The 11 Dos and Don’ts of Email Subject Lines
Spoiler alert: there’s no silver bullet for subject lines.
Let’s go through a few of these dos and don’ts to get an idea of current email subject line best practices.
1. Use questions. A recent study by Mailchimp found that subject lines phrased as questions performed better than similar subject lines that were phrased as statements.
2. Keep it short. The same study by Mailchimp found that longer subject lines performed worse than shorter ones. If possible, they suggest keeping your subject line under 50 characters (In a 2012 study, MailerMailer found that short subject lines, specifically with fifteen characters or fewer, had the highest open rates).
3. Make sure it’s clear who your email is from. You don’t want your email recipients to be confused when your email shows up in their inbox. If necessary, use a consistent identifier (for example, including your company or product name in brackets at the beginning of a subject line, like [New Pardot Features] for a new feature email).
4. Include a call to action. Sometimes, it’s helpful to clearly inform readers what their next step should be.
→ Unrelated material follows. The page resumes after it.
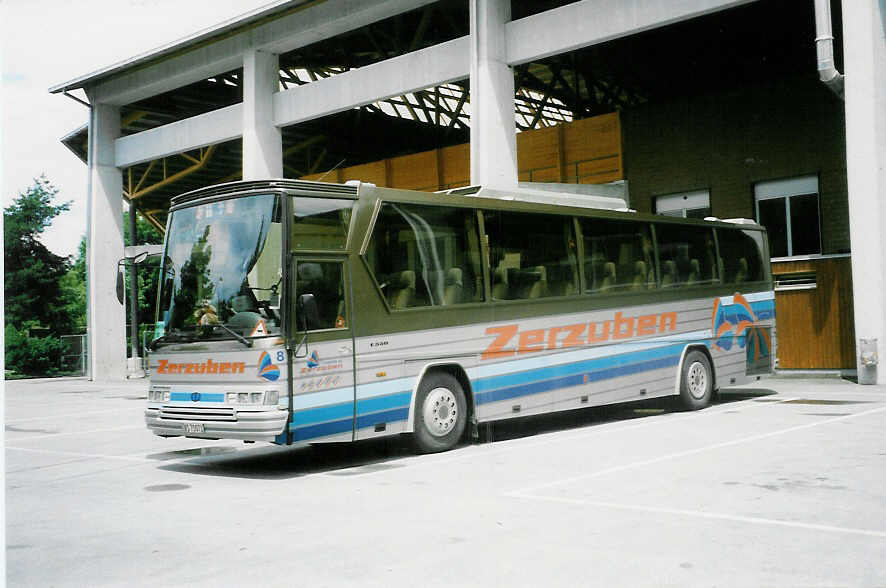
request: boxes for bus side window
[483,210,577,301]
[365,203,484,309]
[655,224,718,287]
[580,218,654,293]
Otherwise, their eyes will just skim right over your subject line without understanding that an action is required on their part.
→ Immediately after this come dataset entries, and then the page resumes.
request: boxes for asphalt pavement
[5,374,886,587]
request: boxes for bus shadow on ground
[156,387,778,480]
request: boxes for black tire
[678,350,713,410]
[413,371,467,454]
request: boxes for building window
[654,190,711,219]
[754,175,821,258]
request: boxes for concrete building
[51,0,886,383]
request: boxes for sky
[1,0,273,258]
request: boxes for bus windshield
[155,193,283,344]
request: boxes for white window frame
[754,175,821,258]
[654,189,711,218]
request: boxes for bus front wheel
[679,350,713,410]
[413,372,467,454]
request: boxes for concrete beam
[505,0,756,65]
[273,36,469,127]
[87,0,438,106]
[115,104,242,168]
5. Convey a sense of urgency and timeliness. The shorter the amount of time that recipients have to act, the more compelled they will feel to do so.
6. Be specific. When people read your subject lines, it should be obvious what your message is and why it’s relevant to them. Leaving your recipients guessing can cause frustration and lead them to ignore or delete your email.
“When it comes to email marketing, the best subject lines tell what’s inside, and the worst subject lines sell what’s inside.” – Mailchimp
1. Use special characters in your subject lines. These have not been known to increase clicks, but have been known to occasionally trigger SPAM filters. Another recent trend is including symbols in subject lines, and while this may increase open rates, the jury is out on whether or not it affects clicks.
2. Send out emails asking for help. Litmus indicates in their infographic that the fear of being scammed has made many consumers wary of emails that always ask for help or assistance.
3. Include first names or personalization in subject lines. In a study conducted by MailerMailer last year, click-through rates and open rates were both negatively impacted by personalized subject lines.
4. Include numbers. While numbers can often increase engagement levels and pique interest, they also put your email in danger of getting lost in the abundance of “special offers” floating around in cyberspace.
5. Use all capital letters. There’s really no need to shout your message at your email recipients. Trust us, they get it.